His prayer is so different than that of the Pharisee. He offers no boast, no excuse, no comparison to others, rather, “God, be merciful to me, a sinner.”

The world would end the story here, rejoicing with the strong and contemptuous of the weak, gazing with admiration on the guy with the white hat who is larger than life, and cheering that the ugly villain is getting what he deserves. The credits roll, the crowd cheers, justice is served. So goes it in our fallen world.

But here is where Jesus throws in the twist in the plot, where the credits are interrupted amid the cheering and the story abruptly continues in a new direction. Here is where He teaches us how different God’s kingdom is, where He shows us that the guy who wears the white hat is really the villain and the guy wearing the black hat is really the hero. For in God’s kingdom, it is not enough to be “righteous” in the sense of the Pharisee: proud, arrogant, self-sufficient, eager for praise, contemptuous of others, and good on the outside according to appearance. Indeed, our Lord tells us that if we want a part in the kingdom, our righteousness must exceed that of the Pharisees. And this is where our humble and repentant tax collector comes in. This is where we learn that he is really the hero.

He is a sinner – and he knows it. The reality is that the Pharisee is also a sinner – but he is so deluded, living in the Matrix of his own web of lies and self-delusion, that he does not know it. The tax collector not only sees reality as it is, he confesses his sin and seeks the Lord’s pardon, help, forgiveness, and mercy. Unlike the deluded Pharisee who chooses to invent a beautiful fantasy of his own ugly self, the tax collector honestly confronts the ugly truth of his own sinful corruption.

He knows this is not what he was made to be. And he knows where to go to find redemption and reformation, forgiveness and mercy, a second chance and a new life.

“Be merciful to me, a sinner!” he prays, he pleads, he bows, he begs. “Be merciful to me, a sinner!” There is no greater and more heroic prayer than this: “Be merciful to me, a sinner!”

And in this surprise ending we learn about the kingdom: “I tell you” says our Narrator who is also our God: “this man,” the humble tax collector, “went down to his house justified, rather than the other. For everyone who exalts himself will be humbled, but the one who humbles himself will be exalted.”

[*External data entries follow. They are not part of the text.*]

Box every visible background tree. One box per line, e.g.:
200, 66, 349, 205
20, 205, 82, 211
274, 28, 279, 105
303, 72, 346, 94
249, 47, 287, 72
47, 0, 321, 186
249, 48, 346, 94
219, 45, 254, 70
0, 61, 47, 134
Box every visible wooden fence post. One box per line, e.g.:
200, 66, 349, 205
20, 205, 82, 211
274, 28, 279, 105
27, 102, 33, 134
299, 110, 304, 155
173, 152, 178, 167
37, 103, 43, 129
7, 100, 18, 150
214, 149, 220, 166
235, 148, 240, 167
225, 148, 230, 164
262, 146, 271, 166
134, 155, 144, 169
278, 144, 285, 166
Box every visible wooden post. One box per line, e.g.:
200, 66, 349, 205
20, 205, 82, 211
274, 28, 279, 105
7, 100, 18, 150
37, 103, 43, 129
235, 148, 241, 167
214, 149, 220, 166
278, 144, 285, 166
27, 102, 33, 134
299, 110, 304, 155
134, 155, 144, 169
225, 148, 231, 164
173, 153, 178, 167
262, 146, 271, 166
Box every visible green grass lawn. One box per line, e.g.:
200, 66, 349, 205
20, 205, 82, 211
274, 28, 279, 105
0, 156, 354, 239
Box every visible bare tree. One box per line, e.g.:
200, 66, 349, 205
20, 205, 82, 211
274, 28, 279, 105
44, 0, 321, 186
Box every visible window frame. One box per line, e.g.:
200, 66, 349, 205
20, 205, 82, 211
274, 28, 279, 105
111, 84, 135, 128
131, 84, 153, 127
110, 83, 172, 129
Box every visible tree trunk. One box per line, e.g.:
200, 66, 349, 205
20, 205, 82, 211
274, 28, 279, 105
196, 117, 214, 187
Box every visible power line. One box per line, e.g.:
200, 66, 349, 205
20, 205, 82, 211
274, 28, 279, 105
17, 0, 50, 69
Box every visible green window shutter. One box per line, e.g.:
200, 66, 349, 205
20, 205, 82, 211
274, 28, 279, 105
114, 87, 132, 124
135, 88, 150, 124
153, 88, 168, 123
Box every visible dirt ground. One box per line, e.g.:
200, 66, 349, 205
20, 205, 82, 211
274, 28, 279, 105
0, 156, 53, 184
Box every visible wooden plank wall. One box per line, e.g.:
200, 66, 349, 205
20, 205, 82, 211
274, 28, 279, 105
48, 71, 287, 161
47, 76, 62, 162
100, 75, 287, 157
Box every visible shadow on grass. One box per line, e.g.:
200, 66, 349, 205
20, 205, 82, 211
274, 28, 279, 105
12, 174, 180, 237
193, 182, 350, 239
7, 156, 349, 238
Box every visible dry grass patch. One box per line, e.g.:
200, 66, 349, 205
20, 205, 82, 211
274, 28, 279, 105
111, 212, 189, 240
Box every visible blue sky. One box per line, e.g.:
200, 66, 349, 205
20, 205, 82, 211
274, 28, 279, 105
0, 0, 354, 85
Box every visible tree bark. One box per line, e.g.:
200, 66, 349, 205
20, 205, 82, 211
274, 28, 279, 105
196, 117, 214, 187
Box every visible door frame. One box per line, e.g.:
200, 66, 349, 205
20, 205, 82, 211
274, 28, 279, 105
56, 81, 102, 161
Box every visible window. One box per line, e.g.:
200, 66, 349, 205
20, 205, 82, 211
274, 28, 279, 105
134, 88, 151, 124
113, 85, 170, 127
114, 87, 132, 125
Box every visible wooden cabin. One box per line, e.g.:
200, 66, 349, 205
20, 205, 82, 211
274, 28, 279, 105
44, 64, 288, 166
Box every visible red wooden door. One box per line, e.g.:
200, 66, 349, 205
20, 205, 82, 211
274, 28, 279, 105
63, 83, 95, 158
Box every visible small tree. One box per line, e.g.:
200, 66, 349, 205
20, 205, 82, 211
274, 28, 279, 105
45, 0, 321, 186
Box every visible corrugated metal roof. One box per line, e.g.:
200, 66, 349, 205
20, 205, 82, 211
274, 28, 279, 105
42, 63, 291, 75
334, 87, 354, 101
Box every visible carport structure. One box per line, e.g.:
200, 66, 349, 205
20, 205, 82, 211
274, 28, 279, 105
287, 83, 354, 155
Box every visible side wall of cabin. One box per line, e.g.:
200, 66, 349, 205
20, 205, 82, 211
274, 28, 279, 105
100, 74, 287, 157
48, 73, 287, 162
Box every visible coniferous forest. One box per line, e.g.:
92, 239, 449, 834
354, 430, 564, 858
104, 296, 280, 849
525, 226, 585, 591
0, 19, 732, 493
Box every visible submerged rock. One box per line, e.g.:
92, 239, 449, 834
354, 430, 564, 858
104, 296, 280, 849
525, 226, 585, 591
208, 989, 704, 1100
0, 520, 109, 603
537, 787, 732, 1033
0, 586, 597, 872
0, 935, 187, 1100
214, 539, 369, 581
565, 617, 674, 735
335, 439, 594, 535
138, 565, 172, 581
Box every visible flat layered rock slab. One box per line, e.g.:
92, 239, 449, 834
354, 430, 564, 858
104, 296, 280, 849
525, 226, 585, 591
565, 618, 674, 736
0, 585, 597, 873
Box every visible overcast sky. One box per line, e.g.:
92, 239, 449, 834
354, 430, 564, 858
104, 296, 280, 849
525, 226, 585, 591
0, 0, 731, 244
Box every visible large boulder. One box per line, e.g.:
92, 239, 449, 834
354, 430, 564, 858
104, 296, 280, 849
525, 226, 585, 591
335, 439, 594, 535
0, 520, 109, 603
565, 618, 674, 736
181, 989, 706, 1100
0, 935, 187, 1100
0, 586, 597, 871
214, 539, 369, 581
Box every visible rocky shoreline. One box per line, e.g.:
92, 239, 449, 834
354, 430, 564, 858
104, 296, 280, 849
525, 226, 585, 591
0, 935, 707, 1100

This is opposite of the conventional wisdom of this world. And it is not the kingdom of God that is strange, but our own “Cain and Abel” world that is absurd. Just because death is common does not make it normal. Just because sickness is all around us does not make it proper. Just because there are disasters everywhere does not make them natural.

Dear friends, in God’s kingdom, we do not earn his favor by delusionally confessing our good works. In God’s kingdom, we truly confess our sins. In God’s kingdom, we have no grounds for boasting. In God’s kingdom, we acknowledge our wretchedness and receive His grace, going down to our houses justified in our humility, seeing ourselves as we truly are, pleading with God for his mercy.

Dear brothers and sisters in Christ, hear the Word of the Lord that shows us our sins and saves us from them! Celebrate your humble baptism that has given you the pledge of the kingdom! Eat and drink of the feast that Jesus offers of Himself to repentant sinners of every time and place. Rejoice in the kingdom where eternal life is not absurd, but simply what God has created us to enjoy through the cross and resurrection of Jesus Christ, whose greatest story of all is the very real story of our redemption in the kingdom of heaven and our life that will never end!

Amen.

In the name of the Father and of the + Son and of the Holy Spirit. Amen.